Calling on every ounce of control he possessed, he said, ‘What I’m proposing is a modelling assignment—’
He stopped and put up his hand as soon as he saw Kat’s mouth open, presumably to protest. She closed it again, her lush lips compressing into a tight line. Zafir ignored the pulse throbbing in his groin.
He tried another tack. ‘You might recall me telling you once about the famed missing jewel, the Heart of Jandor, the biggest red diamond in the world?’
Kat tensed opposite him, and then he saw a flush tinge her cheeks pink as if she too was remembering that moment—lying in her bed in Jahor, her limbs sprawled over his in sated abandon as he’d told her the story of the gem. He’d had to sneak into her rooms like a teenager, even though they’d been unofficially engaged at the time.

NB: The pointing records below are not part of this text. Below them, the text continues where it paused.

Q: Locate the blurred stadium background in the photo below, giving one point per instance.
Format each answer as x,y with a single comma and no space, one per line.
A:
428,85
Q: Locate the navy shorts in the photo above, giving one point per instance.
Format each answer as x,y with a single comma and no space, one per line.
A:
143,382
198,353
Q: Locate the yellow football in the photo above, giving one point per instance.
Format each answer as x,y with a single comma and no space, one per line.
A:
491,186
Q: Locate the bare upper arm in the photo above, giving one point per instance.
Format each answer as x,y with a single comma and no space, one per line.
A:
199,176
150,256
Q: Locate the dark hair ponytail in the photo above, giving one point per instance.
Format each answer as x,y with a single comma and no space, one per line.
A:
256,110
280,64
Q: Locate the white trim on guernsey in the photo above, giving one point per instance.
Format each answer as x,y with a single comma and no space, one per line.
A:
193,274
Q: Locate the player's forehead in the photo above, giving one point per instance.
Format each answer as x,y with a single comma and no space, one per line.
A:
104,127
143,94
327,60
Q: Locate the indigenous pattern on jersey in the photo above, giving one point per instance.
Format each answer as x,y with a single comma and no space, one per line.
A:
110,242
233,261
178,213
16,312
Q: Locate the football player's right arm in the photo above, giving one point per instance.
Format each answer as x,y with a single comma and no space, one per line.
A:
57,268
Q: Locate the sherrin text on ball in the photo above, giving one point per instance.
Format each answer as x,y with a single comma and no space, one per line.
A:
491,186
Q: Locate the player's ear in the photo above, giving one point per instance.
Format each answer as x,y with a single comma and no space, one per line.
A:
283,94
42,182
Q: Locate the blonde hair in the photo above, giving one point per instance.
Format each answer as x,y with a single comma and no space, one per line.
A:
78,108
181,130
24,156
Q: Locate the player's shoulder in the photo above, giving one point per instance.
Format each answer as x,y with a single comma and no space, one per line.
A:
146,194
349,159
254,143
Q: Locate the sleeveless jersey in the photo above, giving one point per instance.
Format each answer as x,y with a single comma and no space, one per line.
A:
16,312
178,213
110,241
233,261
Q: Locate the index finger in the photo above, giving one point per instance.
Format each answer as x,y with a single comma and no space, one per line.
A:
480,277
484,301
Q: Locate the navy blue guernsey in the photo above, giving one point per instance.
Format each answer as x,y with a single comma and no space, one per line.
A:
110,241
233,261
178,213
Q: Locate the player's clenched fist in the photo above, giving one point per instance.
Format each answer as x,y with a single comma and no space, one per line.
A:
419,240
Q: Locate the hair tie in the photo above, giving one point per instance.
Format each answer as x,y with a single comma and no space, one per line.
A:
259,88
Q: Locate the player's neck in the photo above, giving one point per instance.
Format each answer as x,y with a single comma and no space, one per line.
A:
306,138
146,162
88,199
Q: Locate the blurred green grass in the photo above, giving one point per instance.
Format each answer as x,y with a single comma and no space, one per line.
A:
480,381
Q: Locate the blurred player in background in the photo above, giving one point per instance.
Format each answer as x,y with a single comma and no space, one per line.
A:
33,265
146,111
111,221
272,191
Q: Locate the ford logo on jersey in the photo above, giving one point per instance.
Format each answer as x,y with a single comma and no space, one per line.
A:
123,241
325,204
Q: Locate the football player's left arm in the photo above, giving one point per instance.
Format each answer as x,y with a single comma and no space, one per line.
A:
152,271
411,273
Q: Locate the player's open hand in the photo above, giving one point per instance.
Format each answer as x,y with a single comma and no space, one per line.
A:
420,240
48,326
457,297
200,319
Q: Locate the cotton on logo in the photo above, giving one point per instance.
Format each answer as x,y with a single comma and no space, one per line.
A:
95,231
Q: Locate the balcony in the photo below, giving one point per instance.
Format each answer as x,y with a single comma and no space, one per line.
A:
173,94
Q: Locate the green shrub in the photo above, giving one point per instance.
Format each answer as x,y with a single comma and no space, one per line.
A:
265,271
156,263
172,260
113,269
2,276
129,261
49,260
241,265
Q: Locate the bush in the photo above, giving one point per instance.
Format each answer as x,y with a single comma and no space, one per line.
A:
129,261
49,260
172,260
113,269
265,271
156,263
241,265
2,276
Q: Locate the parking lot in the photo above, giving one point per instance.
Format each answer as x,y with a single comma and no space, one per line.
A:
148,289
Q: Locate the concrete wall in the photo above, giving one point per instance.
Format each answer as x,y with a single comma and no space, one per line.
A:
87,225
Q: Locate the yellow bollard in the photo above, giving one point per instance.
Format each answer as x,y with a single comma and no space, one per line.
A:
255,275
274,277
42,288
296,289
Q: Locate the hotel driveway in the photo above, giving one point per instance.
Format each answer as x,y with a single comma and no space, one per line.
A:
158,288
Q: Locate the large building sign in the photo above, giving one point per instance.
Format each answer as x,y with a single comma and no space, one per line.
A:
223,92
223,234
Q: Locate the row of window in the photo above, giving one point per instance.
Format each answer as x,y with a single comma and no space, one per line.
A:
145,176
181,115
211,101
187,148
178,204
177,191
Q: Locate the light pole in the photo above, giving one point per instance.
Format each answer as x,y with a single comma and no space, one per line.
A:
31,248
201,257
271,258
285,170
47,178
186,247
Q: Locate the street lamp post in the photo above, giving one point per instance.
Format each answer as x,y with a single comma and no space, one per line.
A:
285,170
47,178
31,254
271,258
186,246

His people would have been scandalised by such liaisons.
Kat had lifted her head from his chest and said huskily, ‘That’s so romantic... I hope they find it some day.’
Zafir could recall how a vague feeling of dread mixed with fear had washed over him on hearing the wistful tone in Kat’s voice, and how he’d felt the urge to say something, anything, to take the dreamy look from her eyes, to tell her that such a thing as romance had no place in his life. Duty trumped emotion. Always. There would be no room for romance when he became King and she was Queen.
But then she’d reached up and kissed him...and he couldn’t remember anything else.
‘I remember something...vaguely,’ she said tightly now, and Zafir desisted from arguing that she clearly remembered very well.